Millennials voted decisively for President Barack Obama back in 2008, but we can't say we're better off financially than we were four years ago. Will our generation come out to support Obama in his re-election bid this November? What can the President do to re-inspire us?
These are some of the important questions that Heather McGee discussed with Bill Moyers on Friday in a wide-ranging conversation about the millennial generation. McGhee is a 30-year old millennial who directs the Washington office of the research and advocacy group Demos.
McGhee begins by discussing the economic challenges that millennials face, noting that unemployment for young people is twice the national average (hovering near 15%). She says we are the "first generation not likely to do better than our parents." But, she notes that 80% of our generatino still believe in the American Dream.
She argues that what is different about our generation is that most young people don't think about the fact that the biggest problems we face today are common problems that all could have public solutions. She says that "globalization, technological change, and the information age happened at a time when we lost our social contract." America decided that the economy would work better if we were all on our own. She says this is "one of the most pernicious affects of the Reagan revolution; [it has taken] the horizon of public policy solutions off the public conscious. We don't know there could be public solutions to our problems."

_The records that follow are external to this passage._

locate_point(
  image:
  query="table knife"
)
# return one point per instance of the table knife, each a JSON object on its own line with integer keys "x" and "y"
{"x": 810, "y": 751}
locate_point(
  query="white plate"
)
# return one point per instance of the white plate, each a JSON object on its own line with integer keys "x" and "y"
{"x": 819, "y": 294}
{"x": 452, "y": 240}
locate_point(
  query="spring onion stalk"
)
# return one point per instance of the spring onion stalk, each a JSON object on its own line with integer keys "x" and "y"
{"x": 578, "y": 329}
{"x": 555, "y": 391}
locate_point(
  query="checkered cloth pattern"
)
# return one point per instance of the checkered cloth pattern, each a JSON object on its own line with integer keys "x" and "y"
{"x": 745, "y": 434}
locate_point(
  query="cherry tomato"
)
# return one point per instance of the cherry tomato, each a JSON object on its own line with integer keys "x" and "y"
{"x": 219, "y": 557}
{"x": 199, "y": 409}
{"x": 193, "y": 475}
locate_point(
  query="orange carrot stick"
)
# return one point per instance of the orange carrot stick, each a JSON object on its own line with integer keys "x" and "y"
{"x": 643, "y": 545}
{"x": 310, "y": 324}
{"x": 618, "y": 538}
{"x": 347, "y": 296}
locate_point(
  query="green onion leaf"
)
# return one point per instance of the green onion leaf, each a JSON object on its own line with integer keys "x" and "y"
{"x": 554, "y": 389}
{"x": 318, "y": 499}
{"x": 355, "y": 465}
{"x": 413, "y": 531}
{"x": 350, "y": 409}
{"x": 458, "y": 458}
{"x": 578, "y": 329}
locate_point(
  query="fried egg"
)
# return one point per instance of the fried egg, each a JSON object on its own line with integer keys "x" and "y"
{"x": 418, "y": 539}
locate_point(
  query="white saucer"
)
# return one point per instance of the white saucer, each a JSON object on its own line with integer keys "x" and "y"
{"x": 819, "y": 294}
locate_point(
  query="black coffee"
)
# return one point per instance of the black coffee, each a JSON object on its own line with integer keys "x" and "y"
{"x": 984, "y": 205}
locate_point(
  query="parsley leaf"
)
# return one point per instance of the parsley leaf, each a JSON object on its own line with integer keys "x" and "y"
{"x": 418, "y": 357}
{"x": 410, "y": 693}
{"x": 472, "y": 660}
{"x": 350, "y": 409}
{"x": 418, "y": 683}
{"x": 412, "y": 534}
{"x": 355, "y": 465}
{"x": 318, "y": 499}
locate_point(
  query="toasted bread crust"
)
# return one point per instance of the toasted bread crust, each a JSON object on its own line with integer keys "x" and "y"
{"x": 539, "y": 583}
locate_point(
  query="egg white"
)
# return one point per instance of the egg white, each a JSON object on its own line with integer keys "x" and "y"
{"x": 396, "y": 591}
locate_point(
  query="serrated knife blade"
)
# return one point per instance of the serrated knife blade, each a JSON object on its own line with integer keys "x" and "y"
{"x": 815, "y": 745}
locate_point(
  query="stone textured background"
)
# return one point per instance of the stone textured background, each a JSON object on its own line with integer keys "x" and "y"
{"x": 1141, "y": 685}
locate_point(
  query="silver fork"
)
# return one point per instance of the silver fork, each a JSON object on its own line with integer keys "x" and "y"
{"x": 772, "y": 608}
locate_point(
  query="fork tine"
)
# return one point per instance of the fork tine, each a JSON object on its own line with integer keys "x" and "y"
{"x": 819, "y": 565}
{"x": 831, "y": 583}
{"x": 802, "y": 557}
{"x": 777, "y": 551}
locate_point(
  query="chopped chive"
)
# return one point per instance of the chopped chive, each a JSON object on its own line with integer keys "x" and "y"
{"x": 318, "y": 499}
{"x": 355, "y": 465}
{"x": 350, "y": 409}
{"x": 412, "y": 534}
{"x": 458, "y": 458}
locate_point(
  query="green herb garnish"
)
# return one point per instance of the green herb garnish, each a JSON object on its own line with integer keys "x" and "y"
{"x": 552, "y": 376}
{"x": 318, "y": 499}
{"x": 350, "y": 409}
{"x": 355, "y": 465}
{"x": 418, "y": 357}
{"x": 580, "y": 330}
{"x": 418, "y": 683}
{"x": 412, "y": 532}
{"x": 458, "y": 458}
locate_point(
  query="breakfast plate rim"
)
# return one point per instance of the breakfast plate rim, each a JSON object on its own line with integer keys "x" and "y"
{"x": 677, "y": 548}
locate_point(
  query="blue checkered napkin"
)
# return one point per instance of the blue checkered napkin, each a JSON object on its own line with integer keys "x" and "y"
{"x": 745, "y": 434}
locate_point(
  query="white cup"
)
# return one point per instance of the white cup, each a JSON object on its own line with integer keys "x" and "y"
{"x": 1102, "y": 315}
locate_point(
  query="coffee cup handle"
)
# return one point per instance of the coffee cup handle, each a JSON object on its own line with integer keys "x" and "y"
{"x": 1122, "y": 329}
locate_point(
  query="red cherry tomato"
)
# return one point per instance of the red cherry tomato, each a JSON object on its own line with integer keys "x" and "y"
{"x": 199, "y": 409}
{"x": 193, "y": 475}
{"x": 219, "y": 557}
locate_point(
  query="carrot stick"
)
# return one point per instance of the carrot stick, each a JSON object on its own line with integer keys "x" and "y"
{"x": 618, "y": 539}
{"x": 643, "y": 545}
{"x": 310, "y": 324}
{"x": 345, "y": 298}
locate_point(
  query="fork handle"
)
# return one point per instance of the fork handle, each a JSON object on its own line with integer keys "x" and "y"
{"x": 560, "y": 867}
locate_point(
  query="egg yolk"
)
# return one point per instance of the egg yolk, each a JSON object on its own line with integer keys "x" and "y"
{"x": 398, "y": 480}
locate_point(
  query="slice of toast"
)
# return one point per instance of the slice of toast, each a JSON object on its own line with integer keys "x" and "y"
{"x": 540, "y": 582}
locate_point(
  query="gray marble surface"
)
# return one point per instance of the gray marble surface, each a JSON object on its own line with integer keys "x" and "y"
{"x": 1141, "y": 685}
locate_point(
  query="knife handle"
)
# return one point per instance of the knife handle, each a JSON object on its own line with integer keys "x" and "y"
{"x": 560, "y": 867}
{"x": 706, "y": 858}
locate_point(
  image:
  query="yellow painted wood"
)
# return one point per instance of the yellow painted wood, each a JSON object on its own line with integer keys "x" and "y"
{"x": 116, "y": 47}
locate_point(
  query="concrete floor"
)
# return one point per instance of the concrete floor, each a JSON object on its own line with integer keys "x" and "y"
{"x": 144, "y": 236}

McGhee then says that in addition to experiencing record inequality in our economy, our generation is experiencing inequality in our democracy. "Since I was born, an entirely new industry was born that didn't used to exist, corporate lobbyists." She said that our generation has become the "guinea pigs" of the experiement of neoliberalism and trickle-down economics, a system that has benefited only the wealthy. As a result, millennials distrust Washington, a place where "so much of their energy goes to rewarding the corporate elite."
On the question of Obama, McGhee says that while millennials still show preferences for Democratic policies, values, and ideals, young people will vote on the economy in 2012. Given high levels of unemployment, she says that young people can't say they are better off financially than they were four years ago. To recapture young people's attention, she says Obama must call for a WPA-style generational jobs program, an action which would signal to millennials that "yes, your American government in on your side, young people."
Share your reactions to McGhee's characterizations of millennials. Do agree with her policy idea for how President Obama could once again appeal to our generation?